I complain about doing laundry. A lot. It’s kind of ridiculous, really. I have this machine, you see, where I cram all the dirty clothes, shut the door, add some detergent, push a button, and walk away. After this wonderful machine has cleaned my clothes, it has a polite little ding to indicate that its work is complete. Brilliant, no?
I am blessed. Immeasurably, abundantly, terrifically blessed.
Laundry day looked a little bit different in our early days in Kenya.
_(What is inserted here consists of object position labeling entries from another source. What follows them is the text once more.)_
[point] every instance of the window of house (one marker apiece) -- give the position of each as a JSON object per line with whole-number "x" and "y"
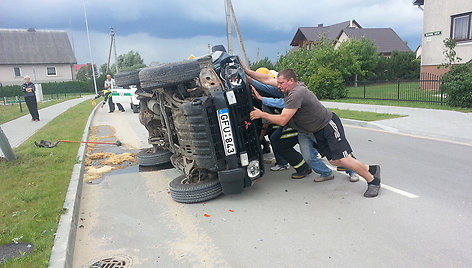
{"x": 17, "y": 71}
{"x": 462, "y": 27}
{"x": 51, "y": 71}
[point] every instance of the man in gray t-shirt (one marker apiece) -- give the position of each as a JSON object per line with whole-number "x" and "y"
{"x": 313, "y": 117}
{"x": 304, "y": 112}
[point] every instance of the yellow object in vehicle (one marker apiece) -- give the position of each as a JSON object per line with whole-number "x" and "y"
{"x": 273, "y": 73}
{"x": 263, "y": 70}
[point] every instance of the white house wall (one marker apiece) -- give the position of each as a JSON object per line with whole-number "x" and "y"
{"x": 38, "y": 73}
{"x": 437, "y": 17}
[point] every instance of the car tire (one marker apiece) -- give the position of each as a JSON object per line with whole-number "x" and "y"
{"x": 135, "y": 108}
{"x": 147, "y": 157}
{"x": 195, "y": 192}
{"x": 128, "y": 78}
{"x": 169, "y": 74}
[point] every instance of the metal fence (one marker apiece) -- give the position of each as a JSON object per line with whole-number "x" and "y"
{"x": 427, "y": 89}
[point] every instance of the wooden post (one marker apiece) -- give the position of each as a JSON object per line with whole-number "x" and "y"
{"x": 6, "y": 147}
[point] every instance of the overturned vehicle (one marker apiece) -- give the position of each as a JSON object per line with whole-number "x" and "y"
{"x": 197, "y": 116}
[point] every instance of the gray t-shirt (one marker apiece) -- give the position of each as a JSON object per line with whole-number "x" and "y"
{"x": 311, "y": 115}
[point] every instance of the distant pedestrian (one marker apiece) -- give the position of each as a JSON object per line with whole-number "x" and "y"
{"x": 109, "y": 85}
{"x": 29, "y": 92}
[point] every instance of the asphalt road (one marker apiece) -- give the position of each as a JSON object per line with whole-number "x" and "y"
{"x": 423, "y": 219}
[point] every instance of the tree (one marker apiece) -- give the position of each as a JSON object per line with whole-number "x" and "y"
{"x": 403, "y": 65}
{"x": 364, "y": 56}
{"x": 457, "y": 84}
{"x": 450, "y": 53}
{"x": 85, "y": 72}
{"x": 265, "y": 62}
{"x": 323, "y": 68}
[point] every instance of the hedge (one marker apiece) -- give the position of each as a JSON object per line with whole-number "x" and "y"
{"x": 51, "y": 88}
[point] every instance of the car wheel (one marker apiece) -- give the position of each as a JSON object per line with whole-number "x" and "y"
{"x": 169, "y": 74}
{"x": 135, "y": 108}
{"x": 147, "y": 157}
{"x": 129, "y": 78}
{"x": 194, "y": 192}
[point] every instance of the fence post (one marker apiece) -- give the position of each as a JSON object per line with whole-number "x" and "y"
{"x": 6, "y": 147}
{"x": 398, "y": 89}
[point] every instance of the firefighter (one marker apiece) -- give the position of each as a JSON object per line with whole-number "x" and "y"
{"x": 107, "y": 96}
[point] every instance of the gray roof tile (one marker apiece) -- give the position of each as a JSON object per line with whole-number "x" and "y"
{"x": 35, "y": 47}
{"x": 386, "y": 39}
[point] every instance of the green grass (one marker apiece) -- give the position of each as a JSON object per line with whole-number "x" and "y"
{"x": 405, "y": 104}
{"x": 12, "y": 111}
{"x": 363, "y": 116}
{"x": 33, "y": 187}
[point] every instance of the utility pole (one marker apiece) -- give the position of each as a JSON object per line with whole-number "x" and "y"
{"x": 230, "y": 12}
{"x": 90, "y": 50}
{"x": 228, "y": 27}
{"x": 112, "y": 45}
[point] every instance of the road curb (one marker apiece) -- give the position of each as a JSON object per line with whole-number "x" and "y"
{"x": 367, "y": 124}
{"x": 64, "y": 242}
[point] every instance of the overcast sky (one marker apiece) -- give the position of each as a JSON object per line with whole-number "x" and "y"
{"x": 166, "y": 31}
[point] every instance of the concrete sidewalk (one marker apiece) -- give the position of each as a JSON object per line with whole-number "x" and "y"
{"x": 20, "y": 129}
{"x": 440, "y": 124}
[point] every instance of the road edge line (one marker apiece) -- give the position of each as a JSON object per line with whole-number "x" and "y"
{"x": 64, "y": 243}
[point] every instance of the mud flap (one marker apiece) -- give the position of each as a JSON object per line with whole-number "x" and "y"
{"x": 232, "y": 181}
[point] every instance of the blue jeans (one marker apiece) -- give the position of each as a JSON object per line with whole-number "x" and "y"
{"x": 274, "y": 141}
{"x": 309, "y": 153}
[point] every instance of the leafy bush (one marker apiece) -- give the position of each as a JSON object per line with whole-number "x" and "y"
{"x": 265, "y": 62}
{"x": 457, "y": 84}
{"x": 328, "y": 84}
{"x": 323, "y": 69}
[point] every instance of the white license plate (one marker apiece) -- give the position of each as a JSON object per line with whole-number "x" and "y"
{"x": 226, "y": 132}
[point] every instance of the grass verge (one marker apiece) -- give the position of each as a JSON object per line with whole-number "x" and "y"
{"x": 33, "y": 187}
{"x": 364, "y": 116}
{"x": 405, "y": 104}
{"x": 10, "y": 112}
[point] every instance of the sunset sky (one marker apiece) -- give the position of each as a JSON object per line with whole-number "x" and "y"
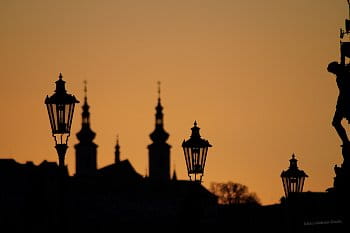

Two tubs full of water. One had Omo (detergent) and the other did not. The items of clothing came out of the hamper a few at a time and into the soapy water. They were scrubbed between knuckles repeatedly until they were clean, then wrung out and dropped into the rinse water. Once they had been rinsed, they were wrung out again and dropped into another tub or hamper. From there they were carried to a clothesline, shaken out and gingerly clipped to the line to dry in the sun.
Although clothes are a little stiff and crinkley after this whole process, there is nothing like the smell and feeling of sun-dried clothes. Who knows? Maybe African sunshine has a scent. Clothes hanging on a line always looked so happy to me: Like they were dancing in the wind.
Now that is a laundry day to dread. Somehow I have a different memory of it though. This is how I remember wash day:
When you throw a dirty sock into the washtub, it disappears into a mound of suds leaving only a small indentation to indicate its plunge. Rinse water makes a great personal pool. Running through line after line of clean, damp laundry is a little magical. An escape from reality that enveloped me in a world of sweet smelling limitless imagination. I loved the feeling of cool damp sheets rubbing up my face as I ran under them until I came to their end.
And sometimes I got my own personal pool whether clothes were being washed or not.